E o não querer que as coisas fiquem escondidas lá prá baixo deve ser reflexo desta vontade de manter este espaço mais como Mural de Cortiça e menos como cofre, de não "perder a coisa à vista"...

"Guardar...guardar...guardar
Guardar uma coisa não é escondê-la ou trancá-la
Em cofre não se guarda nada
Em cofre perde-se a coisa à vista
Guardar uma coisa é olhá-la, fitá-la
Mirá-la por admirá-la
Isto é, iluminá-la ou ser por ela iluminado
Estar acordado por ela
Estar por ela
Ou ser por ela."
- Antônio Cícero -

E, conforme vou criando esse "rastro de memórias", fico feliz, feliz por perceber tomando corpo, também, um rastro de amigos queridos - que insistem em ficar por perto mesmo quando eu me escondo, que eu insito em manter perto mesmo quando se afastam, que são um pouco anjo da guarda, que me "guardam" tanto...
Acho que no fundo, essa constelação de gente querida é um pouco a materialização desses apegos todos também. E isso é bom, muito bom.

3 Comments:

Anonymous Anonymous plantou esta semente...

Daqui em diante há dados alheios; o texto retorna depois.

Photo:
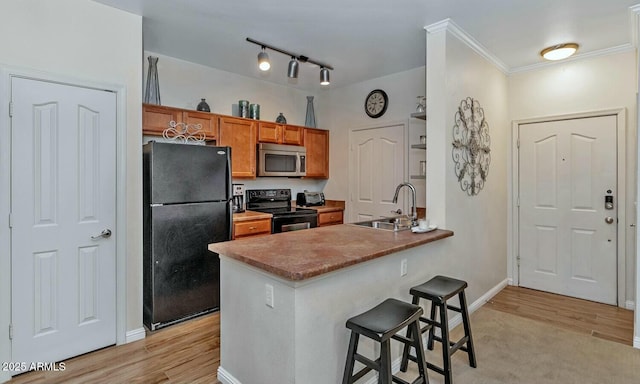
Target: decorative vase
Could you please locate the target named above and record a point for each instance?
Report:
(281, 119)
(152, 91)
(310, 121)
(203, 106)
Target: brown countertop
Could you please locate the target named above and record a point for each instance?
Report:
(250, 215)
(301, 255)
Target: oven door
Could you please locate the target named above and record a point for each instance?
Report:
(288, 223)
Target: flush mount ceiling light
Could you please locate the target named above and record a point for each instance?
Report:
(559, 52)
(292, 70)
(263, 60)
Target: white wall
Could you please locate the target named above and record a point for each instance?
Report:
(478, 249)
(85, 41)
(584, 86)
(347, 112)
(183, 84)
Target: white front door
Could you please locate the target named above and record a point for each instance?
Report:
(378, 166)
(63, 196)
(568, 236)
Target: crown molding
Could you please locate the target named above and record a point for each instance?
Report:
(451, 27)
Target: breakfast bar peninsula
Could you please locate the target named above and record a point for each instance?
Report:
(285, 298)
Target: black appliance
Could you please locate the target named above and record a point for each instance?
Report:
(186, 206)
(238, 198)
(309, 199)
(278, 203)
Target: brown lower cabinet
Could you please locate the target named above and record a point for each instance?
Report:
(330, 218)
(258, 227)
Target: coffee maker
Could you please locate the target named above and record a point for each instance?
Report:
(238, 198)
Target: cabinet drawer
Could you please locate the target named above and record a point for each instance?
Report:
(330, 218)
(251, 228)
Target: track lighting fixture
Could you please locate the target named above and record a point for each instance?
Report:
(324, 76)
(292, 70)
(263, 60)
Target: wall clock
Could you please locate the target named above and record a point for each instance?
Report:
(471, 153)
(375, 104)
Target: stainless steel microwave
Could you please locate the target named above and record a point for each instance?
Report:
(282, 160)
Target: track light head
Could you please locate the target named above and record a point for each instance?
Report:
(292, 71)
(263, 60)
(324, 76)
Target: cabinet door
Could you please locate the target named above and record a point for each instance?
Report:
(240, 135)
(317, 143)
(292, 134)
(269, 132)
(156, 118)
(208, 121)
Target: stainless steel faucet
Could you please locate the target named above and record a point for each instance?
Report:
(414, 210)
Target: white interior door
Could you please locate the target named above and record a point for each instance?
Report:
(568, 238)
(63, 196)
(378, 166)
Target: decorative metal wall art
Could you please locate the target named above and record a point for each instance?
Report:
(184, 133)
(471, 141)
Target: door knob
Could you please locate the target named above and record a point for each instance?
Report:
(104, 234)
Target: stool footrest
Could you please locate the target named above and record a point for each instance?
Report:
(455, 309)
(368, 362)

Nâo resisti e fui olhar a linha do tempo - muito você, com certeza!!! Estando por perto há tanto tempo, adorei poder ler também as entrelinhas!
Mas concordo que hoje a estória já seria outra - só mesmo estando muito machucada para colocar no mesmo patamar este envolvimentozinho patético e as estórias tão mais profundas, tão mais a ver com você lá de trás. Continua escrevendo - eu continuo visitando!!
E você, quando me visita?

2:22 PM  
Anonymous Anonymous plantou esta semente...

Você n~~ao vboltou a cogitar a ideia do tatto de saci, né?
peloamordeDeus!!!

1:19 PM  
Blogger Ju T plantou esta semente...

Se preocupa, não, Lu - a última coisa que eu preciso é de um saci tatuado,rindo da mim e do papel de palhaça que eu fiz!! Já me basta essa cicatriz na mão - que me lembra o tempo todo o quanto eu fui trouxa...
hahaha - c´est la vie!!!
Se tiver outra idéia para a tatto, manda pra mim!